Hidden Markov Models: The Secret Sauce in Natural Language Processing

16 min readDec 30, 2023

Part 6: The Likelihood Problem in HMM: A Step-by-Step Guide

The likelihood problem in Hidden Markov Models (HMMs) refers to the task of determining the probability of observing a particular sequence of outputs given a sequence of hidden states. The algorithm commonly used to solve this problem is the Forward Algorithm.

Let’s consider a simple example. Suppose we have an imaginary friend named Om who does one of four activities each day: painting, cleaning, shopping, or biking. These are our observable events. We don’t know whether each day is sunny or rainy, but we believe the weather influences Om’s choice of activity. The weather conditions are our hidden states.

Here are the components of our HMM:

Hidden States (S): Sunny and Rainy.
Observables (O): Painting, Cleaning, Shopping, and Biking.
Initial Probabilities (π): The likelihood of the state at time t = 0. Let’s say the likelihood that it is Sunny on the first day is 0.6, while the likelihood that it is Rainy is 0.4. So, π = |0.6, 0.4|.
Transition Probabilities (A): These represent the probability of transitioning to another state given the current state. For example, if the current state is Sunny, the probability that the next day is Sunny is 0.8, whereas the probability that the next day is Rainy is 0.2. Similarly, if today is Rainy, the probability that tomorrow is Rainy is 0.6, while the probability that tomorrow is Sunny is 0.4.
Emission Probabilities (B): These represent the probability of seeing a specific observable given a hidden state. For example, the probability of Cleaning on a Sunny day is 0.1, whereas the probability of Cleaning on a Rainy day is 0.45.

The likelihood problem in an HMM is to compute the probability of an observation sequence given the model.

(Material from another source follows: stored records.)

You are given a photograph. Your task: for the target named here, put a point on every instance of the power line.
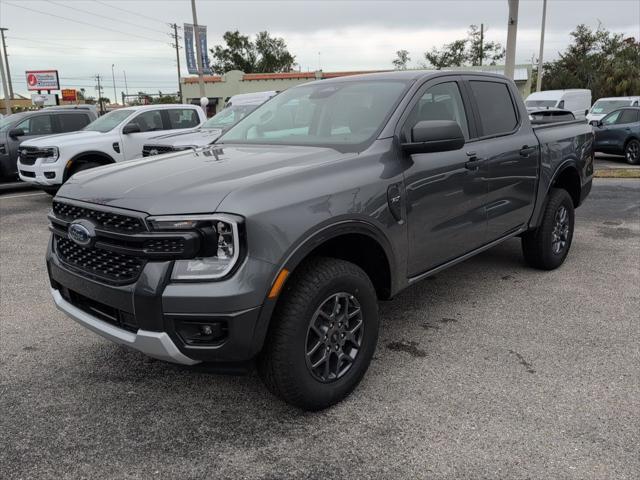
(81, 22)
(101, 16)
(131, 12)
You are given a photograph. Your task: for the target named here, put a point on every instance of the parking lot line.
(22, 195)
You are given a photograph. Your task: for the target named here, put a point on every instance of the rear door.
(510, 149)
(445, 191)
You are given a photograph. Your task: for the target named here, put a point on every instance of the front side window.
(440, 102)
(71, 122)
(38, 125)
(497, 112)
(150, 121)
(109, 121)
(342, 115)
(183, 118)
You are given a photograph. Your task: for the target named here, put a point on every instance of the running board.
(466, 256)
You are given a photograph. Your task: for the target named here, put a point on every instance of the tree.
(264, 55)
(473, 50)
(401, 60)
(606, 63)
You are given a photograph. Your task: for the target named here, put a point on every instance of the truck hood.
(197, 138)
(191, 182)
(63, 139)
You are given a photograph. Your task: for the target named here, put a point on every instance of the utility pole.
(7, 100)
(113, 77)
(512, 33)
(544, 21)
(198, 48)
(100, 94)
(177, 47)
(6, 59)
(481, 43)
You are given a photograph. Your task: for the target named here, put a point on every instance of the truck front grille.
(98, 263)
(150, 150)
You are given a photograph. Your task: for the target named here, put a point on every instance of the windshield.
(541, 103)
(109, 121)
(345, 116)
(602, 107)
(229, 116)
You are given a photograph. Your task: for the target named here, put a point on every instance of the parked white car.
(576, 100)
(47, 162)
(604, 106)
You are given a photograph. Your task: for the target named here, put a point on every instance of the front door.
(446, 191)
(511, 152)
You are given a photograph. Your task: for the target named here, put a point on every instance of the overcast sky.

For example, if we observe the sequence Painting, Cleaning, Shopping, Biking, we want to compute the probability of this sequence given our model of Lea’s behavior and the weather. Thus, given a sequence of observations, we can use emission probabilities along with the transition probabilities (which tell us how likely we are to move from one state to another) to reason about the sequence of states that most likely led to our observations.

The evaluation problem in a Hidden Markov Model (HMM) is about determining the likelihood of a sequence of observations given a particular HMM. This problem is typically solved using the Forward Algorithm. , which consists of two main steps: first, we have to find all possible state sequences that can produce this observation sequence, and the second step is, from all possible state sequences, to find that state sequence that most likely generates this observation sequence.

The “forward probabilities” are a key part of this calculation. The algorithm works by computing forward probabilities, which represent the probability of being in a certain state at a certain time, given the history of observations and the model parameters.

Note — HMM model is represented by M=(A, B, π). The parameters of the model are usually denoted by A, B, and π. Here’s what they mean:

A: This is the state transition matrix, which defines the probabilities of moving from one state to another. Each element A[i][j] represents the probability of transitioning from state i to state j.
B: This is the emission probability matrix, which defines the likelihood of observing a particular output given that the current state is i. Each element B[i][j] represents the probability of output j given state i.
π: This is the initial state distribution, which defines the probabilities of being in each state at the beginning of the process.

The forward probabilities represent the joint probability of observing a particular sequence up to a certain point, and being in a certain state at that point. This process is also known as filtering. The forward probabilities are calculated using the forward algorithm, which is a type of dynamic programming algorithm. It involves three main steps: initialization, recursion, and termination.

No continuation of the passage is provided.